When I used to think of 1959, that blissful year when, apart from the importunate wails and mewls of my younger sister and brother, I was the sole focus of her loving attention, I would see the two of us, just my mother and I, sitting at the magnificent dining table of Victorian teak with my books spread out before me, and I’d be annotating my pencil drawing of the Panama Canal, and she, with that beautiful profile outlined by the golden light of the summer afternoon, would be saying, “Anopheles, with a PH in the middle, not an F, silly!”

But now, thanks to yet another attempt to plug a yet another gaping hole in my knowledge of Victorian thought and literature, I see instead the picture of Education that H.G. Wells once saw painted on the wall of a public building, “…in Manchester, Birmingham or Glasgow”, which showed, “…a glorious woman with a wise and fearless face stooping over her children and pointing them to far horizons. The sky displayed the pearly warmth of a summer dawn, and all the painting was marvellously bright as if with the youth and hope of the delicately beautiful children in the foreground. She was telling them, one felt, of the great prospect of life that opened before them, of the spectacle of the world, the splendours of sea and mountain they might travel and see, the joys of skill they might acquire, of effort and the pride of effort and the devotions and nobilities it was theirs to achieve. Perhaps even she whispered of the warm triumphant mystery of love that comes at last to those who have patience and unblemished hearts…

“She was reminding them of their great heritage as English children, rulers of more than one-fifth of mankind, of the obligation to do and be the best that such a pride of empire entails, of their essential nobility and knighthood and the restraints and the charities and the disciplined strength that is becoming in knights and rulers…”

In that imagined mural I recognise my mother’s wise and fearless face, and I see that I was one of those children, the boy with the wispy blonde hair and the faraway look in his pale blue eyes, and that I really did feel an obligation to do and be the best that a pride of empire entails, and I longed and hoped to be a noble knight, preferably Sir Galahad, or Sir Percival at worst, if push came to shove, and I’d have their restraint and charity and disciplined strength, but only when I’d finished being Christopher Robin.

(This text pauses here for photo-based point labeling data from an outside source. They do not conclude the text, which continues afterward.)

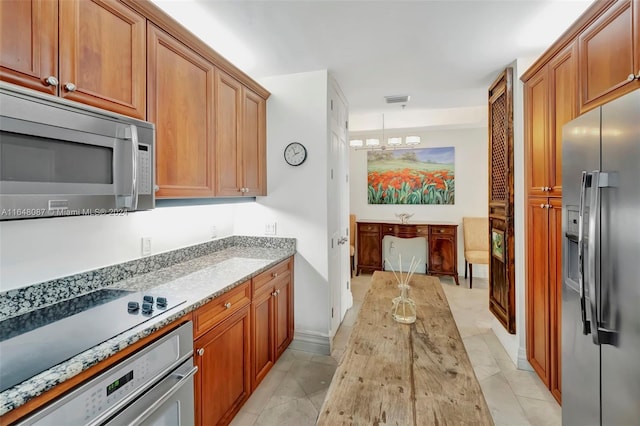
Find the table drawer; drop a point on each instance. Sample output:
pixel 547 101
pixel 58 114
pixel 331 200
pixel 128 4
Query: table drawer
pixel 270 275
pixel 422 231
pixel 442 230
pixel 368 227
pixel 220 308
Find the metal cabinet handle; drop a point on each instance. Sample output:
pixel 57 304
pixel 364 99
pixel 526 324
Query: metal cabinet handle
pixel 51 81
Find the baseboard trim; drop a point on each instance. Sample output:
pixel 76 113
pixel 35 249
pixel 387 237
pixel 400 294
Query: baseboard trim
pixel 523 363
pixel 309 341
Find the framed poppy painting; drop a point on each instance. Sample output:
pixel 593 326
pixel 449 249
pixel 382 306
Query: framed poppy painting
pixel 411 176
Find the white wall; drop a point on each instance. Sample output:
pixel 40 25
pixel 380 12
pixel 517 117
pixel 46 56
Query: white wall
pixel 297 200
pixel 32 251
pixel 471 172
pixel 515 344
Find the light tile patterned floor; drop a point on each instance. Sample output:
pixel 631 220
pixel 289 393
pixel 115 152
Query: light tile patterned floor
pixel 293 391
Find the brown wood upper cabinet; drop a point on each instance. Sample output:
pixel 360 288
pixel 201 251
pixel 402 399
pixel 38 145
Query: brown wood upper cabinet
pixel 550 102
pixel 89 51
pixel 180 102
pixel 240 139
pixel 609 52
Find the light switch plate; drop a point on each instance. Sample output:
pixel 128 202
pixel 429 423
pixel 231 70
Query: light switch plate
pixel 146 246
pixel 270 228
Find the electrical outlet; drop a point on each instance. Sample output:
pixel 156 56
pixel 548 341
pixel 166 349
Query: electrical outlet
pixel 146 246
pixel 270 228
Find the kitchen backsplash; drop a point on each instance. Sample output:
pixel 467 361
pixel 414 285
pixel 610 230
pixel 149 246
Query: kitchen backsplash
pixel 18 301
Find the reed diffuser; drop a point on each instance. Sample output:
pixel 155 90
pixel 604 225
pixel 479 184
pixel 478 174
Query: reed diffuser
pixel 404 308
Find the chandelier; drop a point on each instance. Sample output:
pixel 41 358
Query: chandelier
pixel 392 143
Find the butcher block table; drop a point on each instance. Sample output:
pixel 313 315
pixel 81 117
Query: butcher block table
pixel 400 374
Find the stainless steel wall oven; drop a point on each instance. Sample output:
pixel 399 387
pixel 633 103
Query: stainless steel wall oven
pixel 154 386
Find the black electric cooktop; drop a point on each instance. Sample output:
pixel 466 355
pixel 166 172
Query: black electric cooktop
pixel 36 341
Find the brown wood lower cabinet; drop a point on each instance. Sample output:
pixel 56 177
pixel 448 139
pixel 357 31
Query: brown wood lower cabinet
pixel 272 321
pixel 544 303
pixel 442 245
pixel 223 381
pixel 239 336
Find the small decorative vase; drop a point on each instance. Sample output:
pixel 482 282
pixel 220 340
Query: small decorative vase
pixel 404 308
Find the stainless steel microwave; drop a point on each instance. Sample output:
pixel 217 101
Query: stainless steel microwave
pixel 59 158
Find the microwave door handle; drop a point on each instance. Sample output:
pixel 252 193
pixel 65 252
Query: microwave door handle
pixel 134 168
pixel 586 329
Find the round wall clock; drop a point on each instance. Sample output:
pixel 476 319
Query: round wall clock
pixel 295 153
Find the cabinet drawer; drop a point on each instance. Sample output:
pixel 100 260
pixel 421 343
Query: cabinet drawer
pixel 442 230
pixel 267 277
pixel 423 231
pixel 220 308
pixel 369 227
pixel 388 230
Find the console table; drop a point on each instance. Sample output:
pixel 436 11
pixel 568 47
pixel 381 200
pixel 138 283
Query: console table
pixel 442 244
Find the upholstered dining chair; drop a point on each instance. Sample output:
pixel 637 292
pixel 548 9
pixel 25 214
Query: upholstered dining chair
pixel 476 243
pixel 352 238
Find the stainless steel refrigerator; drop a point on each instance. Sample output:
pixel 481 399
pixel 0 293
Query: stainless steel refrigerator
pixel 601 266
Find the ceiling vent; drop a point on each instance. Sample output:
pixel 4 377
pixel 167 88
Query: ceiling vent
pixel 397 99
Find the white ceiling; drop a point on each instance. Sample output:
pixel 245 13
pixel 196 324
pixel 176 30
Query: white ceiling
pixel 444 54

I assume I knew that I didn’t live in England. But at the age of five geography is circumscribed by the distance you’re allowed to wander before someone yells at you to come back, that universally understood length of the radius of a circle that has a responsible adult or older sibling at its centre.

But if I knew it, I’m certain I didn’t understand it. In the world of a child culture always trumps geography, and family culture trumps national culture, and the values of the family — spoken and unspoken, explicit and tacit, for better or for worse — trump logic, judgement and common sense. For me they were what I assumed to be the old-fashioned values of the polite, decent, considerate, mild-mannered, well-meaning, fair-minded, good-natured, even-handed, softly-spoken, slightly eccentric English.

It was too good to last, of course. Sooner or later the circumference of my circle of blissful ignorance would widen until I was out of earshot of the responsible adult or older sibling calling me to come right back.

If I had the vaguest notion of the slightest possibility of the remotest chance of the haziest of shadows obtruding upon my perfect sphere of sweetness and light I imagined it would appear in the form of one of the creatures depicted on a souvenir saucer from John O’Groats, which my mother kept on her dressing table as a repository for her earrings, brooches and cameos. A family heirloom of negligible intrinsic value, it was redolent to us children of all the magic and mystery of our ancient provenance, less for the delicacy of its fabrication than for an eerily illustrated inscription which read, “From googlies and ghosties, and long-leggedy beasties, and things that go bump in the night, May the Good Lord deliver us.”

But it didn’t go bump in the night. It went bump on the bright autumn afternoon of the 31st of May, 1961. I was seven years old.